На дальней стороне поля брани ваны слышали Безымянного. Каждый слог доносился до них, когда десять тысяч голосов повторяли слова:
Зову тебя Один, сын Бёра…
Начинается, подумал Хеймдалль. Восемь против множества…
Он шагнул к рядам людей. На этот раз никто не следил за ним. Все взоры были прикованы к одной точке, все спины были повернуты; он чувствовал глубину их концентрации. Дул сухой ветер, наполненный пылью, но никто даже не прикрыл глаз.
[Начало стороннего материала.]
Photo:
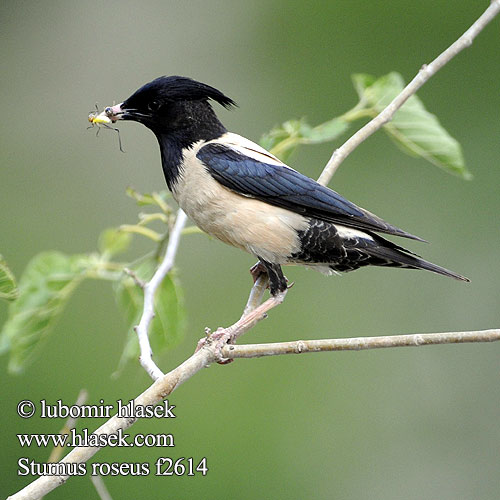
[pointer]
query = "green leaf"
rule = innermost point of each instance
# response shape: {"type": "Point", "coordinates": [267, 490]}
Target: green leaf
{"type": "Point", "coordinates": [167, 327]}
{"type": "Point", "coordinates": [113, 241]}
{"type": "Point", "coordinates": [8, 287]}
{"type": "Point", "coordinates": [413, 128]}
{"type": "Point", "coordinates": [326, 132]}
{"type": "Point", "coordinates": [44, 288]}
{"type": "Point", "coordinates": [283, 140]}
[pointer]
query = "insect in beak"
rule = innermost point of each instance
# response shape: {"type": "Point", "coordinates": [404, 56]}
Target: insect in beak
{"type": "Point", "coordinates": [101, 119]}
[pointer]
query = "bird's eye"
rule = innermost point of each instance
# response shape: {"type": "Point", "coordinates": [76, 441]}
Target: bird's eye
{"type": "Point", "coordinates": [154, 105]}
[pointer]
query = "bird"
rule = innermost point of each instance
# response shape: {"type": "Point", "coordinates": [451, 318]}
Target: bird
{"type": "Point", "coordinates": [243, 195]}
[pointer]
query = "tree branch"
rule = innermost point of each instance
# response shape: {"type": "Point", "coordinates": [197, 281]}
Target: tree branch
{"type": "Point", "coordinates": [209, 352]}
{"type": "Point", "coordinates": [425, 73]}
{"type": "Point", "coordinates": [357, 343]}
{"type": "Point", "coordinates": [149, 297]}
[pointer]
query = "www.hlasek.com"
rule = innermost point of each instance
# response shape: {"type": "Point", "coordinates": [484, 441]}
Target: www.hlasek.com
{"type": "Point", "coordinates": [163, 466]}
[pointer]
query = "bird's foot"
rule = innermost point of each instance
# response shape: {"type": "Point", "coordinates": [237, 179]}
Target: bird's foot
{"type": "Point", "coordinates": [277, 282]}
{"type": "Point", "coordinates": [257, 270]}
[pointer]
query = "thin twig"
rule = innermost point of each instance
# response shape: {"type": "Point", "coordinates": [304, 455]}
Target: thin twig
{"type": "Point", "coordinates": [357, 344]}
{"type": "Point", "coordinates": [425, 73]}
{"type": "Point", "coordinates": [100, 487]}
{"type": "Point", "coordinates": [68, 426]}
{"type": "Point", "coordinates": [149, 297]}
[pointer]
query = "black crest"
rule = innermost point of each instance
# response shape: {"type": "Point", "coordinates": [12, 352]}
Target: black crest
{"type": "Point", "coordinates": [177, 88]}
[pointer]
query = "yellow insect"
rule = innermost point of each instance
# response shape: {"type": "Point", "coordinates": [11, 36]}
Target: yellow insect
{"type": "Point", "coordinates": [96, 118]}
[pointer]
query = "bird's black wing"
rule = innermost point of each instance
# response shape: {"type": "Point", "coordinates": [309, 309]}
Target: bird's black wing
{"type": "Point", "coordinates": [280, 185]}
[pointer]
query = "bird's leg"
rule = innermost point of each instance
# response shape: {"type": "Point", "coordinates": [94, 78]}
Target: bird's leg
{"type": "Point", "coordinates": [257, 270]}
{"type": "Point", "coordinates": [277, 282]}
Из растущего вихря в тучах цвета воронова крыла лилось ослепительное сияние цвета свежей крови.
Хеймдалль поклялся Одину, что не пойдет за ним. Какая мука! Но клятва есть клятва. Однако, подумал он, никакой клятвы насчет мертвецов, которые стоят так равнодушно, так явно погружены в размышления, глядя на сражение на берегу реки, он не давал.
Хеймдалль чувствовал мощь их гимна и знал, что для Одина каждое слово — удар. Хорошо бы разорвать их Общение, подумал он, и хотя бы на мгновение остановить проклятый речитатив.
Хеймдалль выстрогал мысль-стрелу из руны Хагал и метнул ее в ближайшую колонну.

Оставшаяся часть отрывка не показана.